Performance Simulation of a Solar-Powered and Hand Gesture Controlled Lawn Robot using Dynamic Movement Primitives (DMP)

Hand-gesture interpretation and control in robotics describe the interconnection between human and machine elements in the computer vision world. Pruning a structured environment is time-consuming and labor-intensive. Therefore, it requires management by a self-propelled machine. The path planning mode allows the robot to move along a specified path. Various studies on lawn mower robots focus more on obstacle avoidance with hand gesture interpretation and control implemented to take care of path definition. This study targets the development of a solar-powered lawn mower robot using hand gesture control as a path-planning technique. The robotic system continuously operates using charged batteries via solar energy stored in photovoltaic cells. The robot control mechanism was implemented via the use of infrared sensors to avoid obstruction on its path, and hand gesture interpretation via a DSP processor for path planning. The performance evaluation of the robot was based on field experiments and simulations using SolidWorks, defined in terms of area covered, lawn availability, energy utility, and optimum turning velocity.
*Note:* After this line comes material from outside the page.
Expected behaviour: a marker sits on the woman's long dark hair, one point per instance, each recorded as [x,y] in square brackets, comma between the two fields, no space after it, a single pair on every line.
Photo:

The evaluation revealed that the machine’s efficiency is almost 100% based on the area covered, the percentage availability of the robot is 95%, and the average energy utility of 7.7 KWh was also obtained. The optimum turning velocity of 0.096 m/s at work with a completion time of 20 minutes was obtained by simulation. This robot is useful for any environment, both structured and semi-structured.

Keywords: Area covered, Digital signal processing, Hand gesture, Robotic, Obstacle avoidance.